Saturday, May 19, 2012

Samuel

And what more shall I say? For the time would fail me to tell of Gideon and Barak and Samson and Jephthah, also of David and Samuel and the prophets: who through faith subdued kingdoms, worked righteousness, obtained promises, stopped the mouths of lions, quenched the violence of fire, escaped the edge of the sword, out of weakness were made strong, became valiant in battle, turned to flight the armies of the aliens. (Hebrews 11:32-34, NKJV).
Prior to his birth, Samuel's mother, Hannah, was rebuked by Eli, the obese High Priest of Israel, for being drunk. He mistook fervent Spirit-led prayer for intoxication. His first of many recorded errors.
Years later, Eli fell off his stool and died from a stopped heart when he was told that the Ark of the Covenant had been lost to the Philistines in battle. Eli also raised corrupt and contemptible sons, who used their hereditary spiritual authority to extort from the people and besmirch the name of God.

Eli was not a good judge of character. 

But God is, and he rewarded faithful Hannah's prayer for a son with the birth of Samuel, whose name means God hears. She devoted her son from the womb to priestly service. At the age of three, she bundled him off to become, in essence, Eli's apprentice. 

Samuel grew into the man that Eli's own sons failed miserably to become, and became the single most powerful and righteous Judge of Israel.

He would also be the last Judge before the inauguration of the kingship through the humble-man-turned-megalomaniac, Saul.

We might picture Jewish Priests in many ways, but Samuel defies most all the stereotypes. He was a warrior who hacked to death a pagan king. He was a revolutionary who worked against the crazed and disobedient Saul. He was fiercely compassionate.

He was a devout man of prayer who felt compelled to intercede always for this fledgling Jewish realm, and at least one of the kingdoms he worked to subdue was his own under the unstable Benjamite, Saul.
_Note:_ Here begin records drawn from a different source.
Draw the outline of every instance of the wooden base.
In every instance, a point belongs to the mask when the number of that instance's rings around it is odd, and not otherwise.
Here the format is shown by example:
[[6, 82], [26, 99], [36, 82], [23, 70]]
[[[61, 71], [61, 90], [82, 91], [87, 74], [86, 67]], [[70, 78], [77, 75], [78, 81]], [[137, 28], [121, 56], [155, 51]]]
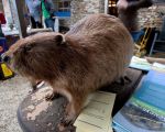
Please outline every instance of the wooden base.
[[[129, 99], [133, 90], [136, 88], [142, 72], [136, 69], [128, 69], [127, 75], [131, 78], [131, 82], [123, 85], [113, 82], [110, 86], [103, 87], [102, 90], [108, 92], [118, 92], [113, 116]], [[67, 100], [64, 97], [53, 101], [45, 101], [45, 95], [51, 89], [41, 88], [35, 94], [29, 95], [18, 109], [18, 120], [24, 132], [59, 132], [57, 124], [64, 114], [64, 106]], [[68, 127], [65, 132], [75, 132], [76, 128]], [[64, 131], [63, 131], [64, 132]]]

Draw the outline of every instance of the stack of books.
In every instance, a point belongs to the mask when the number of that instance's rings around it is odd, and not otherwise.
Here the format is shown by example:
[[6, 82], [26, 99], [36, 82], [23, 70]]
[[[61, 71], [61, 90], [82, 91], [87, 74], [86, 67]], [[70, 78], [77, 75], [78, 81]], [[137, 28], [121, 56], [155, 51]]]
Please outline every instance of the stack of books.
[[111, 112], [116, 94], [97, 91], [75, 122], [76, 132], [112, 132]]
[[[156, 65], [157, 66], [157, 65]], [[165, 73], [151, 69], [113, 117], [117, 132], [165, 132]]]

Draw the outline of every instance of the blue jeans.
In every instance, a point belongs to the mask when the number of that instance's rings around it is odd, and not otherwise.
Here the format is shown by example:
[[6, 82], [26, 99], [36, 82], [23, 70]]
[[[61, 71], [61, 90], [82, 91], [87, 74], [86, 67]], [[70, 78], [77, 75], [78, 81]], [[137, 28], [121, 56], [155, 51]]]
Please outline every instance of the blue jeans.
[[54, 20], [53, 19], [45, 19], [45, 25], [46, 28], [52, 28], [52, 30], [54, 31]]

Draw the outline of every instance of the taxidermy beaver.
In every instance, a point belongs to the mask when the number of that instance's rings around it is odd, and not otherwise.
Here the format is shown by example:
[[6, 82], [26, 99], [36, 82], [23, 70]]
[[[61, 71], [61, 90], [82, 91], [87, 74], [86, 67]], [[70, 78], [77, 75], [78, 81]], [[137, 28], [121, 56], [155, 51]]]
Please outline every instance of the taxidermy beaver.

But foremost among his many excellent qualities, Samuel was an obedient man of God. He listened to the One Who Hears, and such was his heart toward the Eternal One, that he grieved mightily when God relented to the people's base desire for a "king like the other nations." 

Samuel was unswerving in his conviction that the Sovereign of the Universe was also Sovereign of Israel, and he knew that anything other than this would be his people's eventual undoing. He was right.

What Samuel exampled through his many years of judgeship was an uncompromising steadfastness towards the things of God. He brooked no whining or moaning or excuses from anyone about anything. 

He understood what his LORD required and did it, even returning from Sheol (the place of the dead) to famously rebuke the apostate Saul.

Among other things, Samuel was also the product of faithful and loving parents. Hannah, we know, was a devoted believer, but so too was her husband, Elkanah ("possessed by God"), who tried to comfort his wife in her barrenness.

But to Hannah he would give a double portion, for he loved Hannah, although the LORD had closed her womb… [and] her husband said to her, “Hannah, why do you weep? Why do you not eat? And why is your heart grieved? Am I not better to you than ten sons?” (1 Samuel 1:5, 8, NKJV).
As an example of faith among many such examples in this chapter, Samuel shines with blazing intensity - a true hero of belief. From this perspective, his biography is perhaps best encapsulated by this verse:
Then Samuel said: “Has the LORD as great delight in burnt offerings and sacrifices, As in obeying the voice of the LORD? Behold, to obey is better than sacrifice... (1 Samuel 15:22, NKJV).